Tuesday, February 06, 2018

Immigrants from South Asia

The overwhelming majority of South Asians — like Sundar Pichai (CEO of Google) and Satya Nadella (CEO of Microsoft) — who came to the United States are members of already wealthy families in their native lands overseas. [1] Consider Indians. Before coming to our country, they often already received a college education in India, where many people are still impoverished and illiterate. These elites come to the United States because they want to obtain lucrative jobs in order to become even wealthier.

Such Indians believe that Indian culture is better than Western culture. (Since they enjoy lives of privilege in India, why would they think otherwise?) They refuse to assimilate into Western society, retain their Indian names, and give Indian names to their children. Such anti-Western immigrants favor celebrating Diwali festival instead of Christmas. They inculcate their children with the anti-Western notion that Indian culture is superior to Western culture.

What is the mentality of immigrants who do assimilate into Western society? Consider the father of Daniel Inouye. Before Daniel Inouye departed for the training camp of the U.S. Army, his father told him, "America has been good to us. It has given me two jobs. It has given you and your sisters and brothers education. We all love this country. Whatever you do, do not dishonor your country. Remember –- never dishonor your family. And if you must give your life, do so with honor." [2]

Who is Daniel Inouye? He is a former senator from Hawaii. His attitude and the attitude of his father toward American society were common among many immigrants who came from Japan and Europe in the first 65 years of the 20th century. [12]

Such a pro-Western attitude does not exist among the millions of more recent immigrants and opportunists (who came to the United States by directly enrolling in an American university) from South Asia. Consider Sikhs from India. With assistance from the Sikh Coalition, they used lawsuits to demand that the Department of Defense (DOD) allow them to maintain a beard and to wear a turban. [3] [4] [5] [6] Consequently, the DOD granted the Sikhs permission to maintain this aspect of their native culture at the expense of Western culture. [8] [9] [10] [11] Additional Sikhs with assistance from (again) the Sikh Coalition are now demanding that the United States Military Academy stop requiring them to wear the traditional, ceremonial hat during military parades. [7]

South Asians view ordinary Americans of European (or East Asian) ancestry with arrogance and scorn.
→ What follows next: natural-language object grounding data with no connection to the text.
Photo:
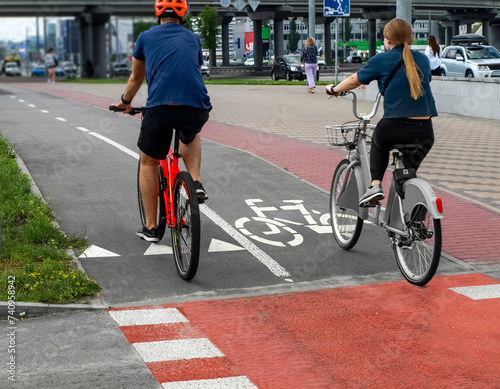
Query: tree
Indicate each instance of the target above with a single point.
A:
(208, 28)
(294, 37)
(142, 26)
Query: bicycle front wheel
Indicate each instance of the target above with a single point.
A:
(161, 212)
(186, 232)
(418, 254)
(346, 224)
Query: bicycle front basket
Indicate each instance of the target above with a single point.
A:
(346, 134)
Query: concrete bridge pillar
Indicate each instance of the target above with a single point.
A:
(280, 13)
(257, 42)
(224, 21)
(494, 34)
(372, 37)
(257, 18)
(84, 22)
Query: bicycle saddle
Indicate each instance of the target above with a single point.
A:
(407, 148)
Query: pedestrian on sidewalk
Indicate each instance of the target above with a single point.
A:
(169, 56)
(434, 52)
(404, 78)
(51, 62)
(310, 60)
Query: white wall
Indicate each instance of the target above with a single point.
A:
(460, 96)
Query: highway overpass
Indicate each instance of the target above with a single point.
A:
(93, 15)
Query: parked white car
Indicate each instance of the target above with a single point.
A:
(470, 58)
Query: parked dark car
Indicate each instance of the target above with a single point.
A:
(69, 68)
(353, 59)
(288, 67)
(120, 69)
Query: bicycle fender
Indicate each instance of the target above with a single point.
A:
(362, 211)
(418, 191)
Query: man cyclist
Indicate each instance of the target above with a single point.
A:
(170, 58)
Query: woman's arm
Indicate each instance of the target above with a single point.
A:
(349, 83)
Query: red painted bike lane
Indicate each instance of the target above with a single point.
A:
(393, 335)
(467, 228)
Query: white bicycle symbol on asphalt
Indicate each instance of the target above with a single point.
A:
(278, 228)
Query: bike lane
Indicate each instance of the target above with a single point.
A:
(393, 335)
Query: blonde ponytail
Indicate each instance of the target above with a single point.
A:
(413, 73)
(399, 32)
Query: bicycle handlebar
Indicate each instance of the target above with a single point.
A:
(133, 111)
(355, 105)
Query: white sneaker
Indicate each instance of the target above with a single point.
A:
(372, 195)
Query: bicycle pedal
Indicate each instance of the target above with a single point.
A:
(370, 204)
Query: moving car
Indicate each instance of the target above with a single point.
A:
(288, 67)
(470, 56)
(353, 59)
(39, 71)
(11, 69)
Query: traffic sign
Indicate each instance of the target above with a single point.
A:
(336, 8)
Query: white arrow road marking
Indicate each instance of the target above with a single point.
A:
(97, 252)
(241, 382)
(172, 350)
(217, 245)
(158, 249)
(265, 259)
(479, 292)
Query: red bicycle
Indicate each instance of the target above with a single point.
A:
(177, 208)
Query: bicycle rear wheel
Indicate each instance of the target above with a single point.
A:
(161, 213)
(419, 253)
(346, 224)
(187, 230)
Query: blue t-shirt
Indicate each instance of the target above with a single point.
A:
(172, 56)
(310, 54)
(398, 102)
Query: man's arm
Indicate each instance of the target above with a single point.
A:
(133, 85)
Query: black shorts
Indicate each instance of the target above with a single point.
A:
(158, 124)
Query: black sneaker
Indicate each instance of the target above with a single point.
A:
(149, 235)
(201, 192)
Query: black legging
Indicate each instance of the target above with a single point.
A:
(390, 132)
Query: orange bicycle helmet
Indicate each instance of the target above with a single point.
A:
(178, 6)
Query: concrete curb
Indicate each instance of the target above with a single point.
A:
(27, 308)
(22, 309)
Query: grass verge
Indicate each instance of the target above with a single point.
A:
(34, 252)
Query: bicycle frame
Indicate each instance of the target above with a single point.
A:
(417, 191)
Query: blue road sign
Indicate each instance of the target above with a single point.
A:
(337, 8)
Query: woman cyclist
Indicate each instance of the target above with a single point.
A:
(408, 102)
(169, 56)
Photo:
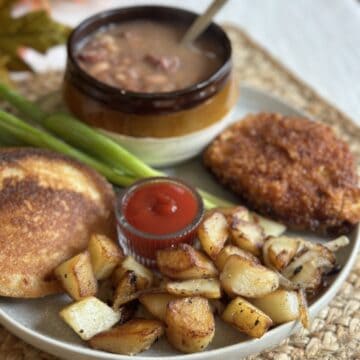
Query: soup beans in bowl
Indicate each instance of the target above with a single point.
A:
(129, 75)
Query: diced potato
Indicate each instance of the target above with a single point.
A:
(213, 233)
(190, 324)
(144, 276)
(279, 251)
(338, 243)
(209, 288)
(126, 290)
(217, 306)
(308, 276)
(247, 236)
(135, 336)
(89, 316)
(281, 305)
(244, 277)
(156, 303)
(270, 227)
(105, 255)
(77, 277)
(303, 310)
(246, 318)
(105, 291)
(184, 262)
(238, 212)
(229, 250)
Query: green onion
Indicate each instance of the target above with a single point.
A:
(123, 167)
(92, 141)
(30, 135)
(19, 102)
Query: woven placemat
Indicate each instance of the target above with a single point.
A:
(334, 333)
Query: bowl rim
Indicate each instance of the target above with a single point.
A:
(222, 72)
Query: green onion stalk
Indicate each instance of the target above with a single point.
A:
(88, 139)
(13, 127)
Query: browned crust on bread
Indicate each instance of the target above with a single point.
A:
(292, 169)
(49, 206)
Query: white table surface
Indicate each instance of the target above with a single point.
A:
(319, 40)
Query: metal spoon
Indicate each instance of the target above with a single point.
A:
(202, 22)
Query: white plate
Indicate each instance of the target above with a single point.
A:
(37, 321)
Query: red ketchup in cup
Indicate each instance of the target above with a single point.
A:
(156, 213)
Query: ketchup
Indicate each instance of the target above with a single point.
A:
(161, 208)
(156, 213)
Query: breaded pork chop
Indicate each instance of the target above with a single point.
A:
(49, 206)
(291, 169)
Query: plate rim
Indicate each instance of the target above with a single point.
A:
(50, 344)
(26, 333)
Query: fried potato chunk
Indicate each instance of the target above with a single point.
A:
(105, 255)
(89, 317)
(144, 276)
(126, 290)
(213, 233)
(184, 262)
(247, 278)
(281, 305)
(247, 236)
(246, 318)
(156, 303)
(190, 324)
(135, 336)
(279, 251)
(77, 277)
(229, 250)
(209, 288)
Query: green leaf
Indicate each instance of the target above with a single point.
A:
(4, 75)
(35, 30)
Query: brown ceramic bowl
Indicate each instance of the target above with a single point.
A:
(163, 115)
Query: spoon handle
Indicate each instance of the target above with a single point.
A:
(202, 21)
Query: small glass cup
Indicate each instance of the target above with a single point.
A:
(142, 245)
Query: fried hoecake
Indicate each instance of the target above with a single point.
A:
(291, 169)
(49, 206)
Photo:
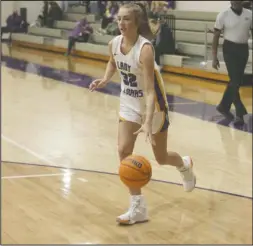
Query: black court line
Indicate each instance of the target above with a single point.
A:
(109, 173)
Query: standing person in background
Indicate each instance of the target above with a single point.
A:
(236, 23)
(80, 33)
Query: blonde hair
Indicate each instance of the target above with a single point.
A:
(141, 18)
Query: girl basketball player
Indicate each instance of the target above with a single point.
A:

When South Asians run companies in Silicon Valley, they clamor for H-1B visas even when there are thousands of unemployed, ordinary Americans who are ready to work.

The presence of South Asians damages Western society.

note
1. "A model minority: How Indians triumphed in America", "The Economist", 2016 November 26.
2. "Daniel Inouye: A Japanese American Soldier's Valor in World War II", National Park Service, U.S. Department of the Interior.
3. Kevin Lilley, "Sikh Army captain sues DoD to keep beard, turban", "Army Times", 2016 March 1.
4. Corey Dickstein, "Sikh soldier’s lawsuit stops Army test; seeks to keep beard, turban", "Stars and Stripes", 2016 March 1.
5. Kevin Lilley, "3 Sikh soldiers file lawsuit to keep beards, turbans", "Army Times", 2016 March 29.
6. Corey Dickstein, "Sikh Army enlistees file lawsuit seeking beard, turban exemptions", "Stars and Stripes", 2016 March 30.
7. Lorraine Bailey, "Sikh Cadets Object to Wearing West Point ‘Tar Bucket’ ", 2017 August 14.
8. Dave Philipps, "Sikh Captain Says Keeping Beard and Turban Lets Him Serve U.S. and Faith", 2016 April 1.
9. Corey Dickstein, "Army grants 3 Sikh enlistees beard, turban exemptions", 2016 April 11.
10. Frances Kai-Hwa Wang, "Army Grants Accommodations to 3 Sikh-American Soldiers to Serve with Turbans, Beards", 2016 April 12.
11. Corey Dickstein, "More bearded, turbaned Sikhs join Army as Pentagon reviews religious articles ban", 2017 February 24.
12. In an op-ed published by KQED Radio, Misa Sugiura stated that her parents embraced assimilation into Western society. "When my parents came to America in the late 60s, they came prepared to embrace a brand new life. Instead of a trunk full of old Japanese holiday traditions, they came with an empty calendar to fill with new American ones." This attitude differs starkly from the attitude of the typical South Asian.